I tre operai erano accusati dagli uomini di Marchionne di aver bloccato un carrello automatizzato nel corso di uno sciopero, impedendo così ad altri operai più «virtuosi» di lavorare. Sono volate parole grosse, fino all'accusa insensata di sabotaggio della produzione fatta propria da qualche solerte ministro, dalla cupola di Confindustria e persino da dirigenti sindacali di massimo livello. Ora costoro dovrebbero chiedere scusa agli operai reintegrati dal giudice.

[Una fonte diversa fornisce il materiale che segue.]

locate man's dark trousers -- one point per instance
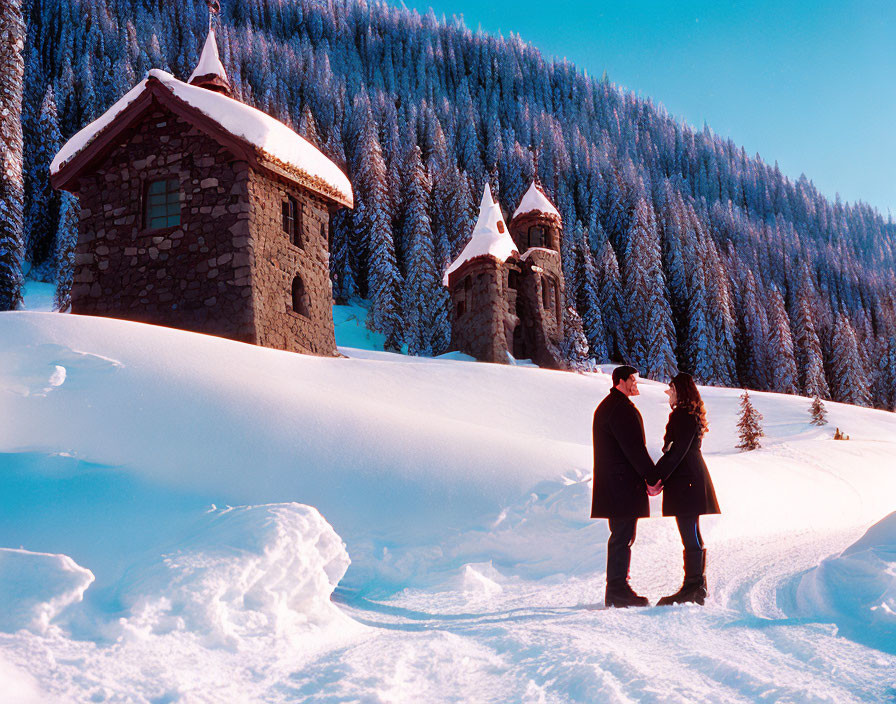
(619, 550)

O forse accuseranno quel giudice di essere un comunista, o un sabotatore? Siamo al paradosso che a essere considerati illegali non sono coloro che violano le leggi, ma chi ne pretende il rispetto. Chi non accetta lo scambio tra diritti e lavoro e per questo sciopera è vilipeso dai vertici della Fim e della Uilm, persino nel commento alla sentenza di ieri, di essere almeno corresponsabile della Fiat, in base alla teoria degli opposti estremismi. Infine c'è chi, persino nello schieramento democratico, condanna il ricorso alla magistratura per conflitti sul lavoro e teorizza, in sintonia con il governo, l'esclusività del confronto tra le parti senza impicci e terzi incomodi. Cioè senza leggi e giudici tra i piedi. Dovremmo chiederci cosa ne è, oggi, delle forze democratiche se l'unica tutela dei lavoratori dev'essere cercata in magistratura. Melfi oggi è in festa, per la seconda volta. La prima vittoria contro la prepotenza padronale gli operai lucani - e la solita Fiom «estremista» - l'avevano conquistata sul campo qualche anno fa con una lotta durata 21 giorni. La seconda è arrivata dalla legge e dalla Costituzione. Teniamoci cara l'una e l'altra, e teniamoci cari gli operai.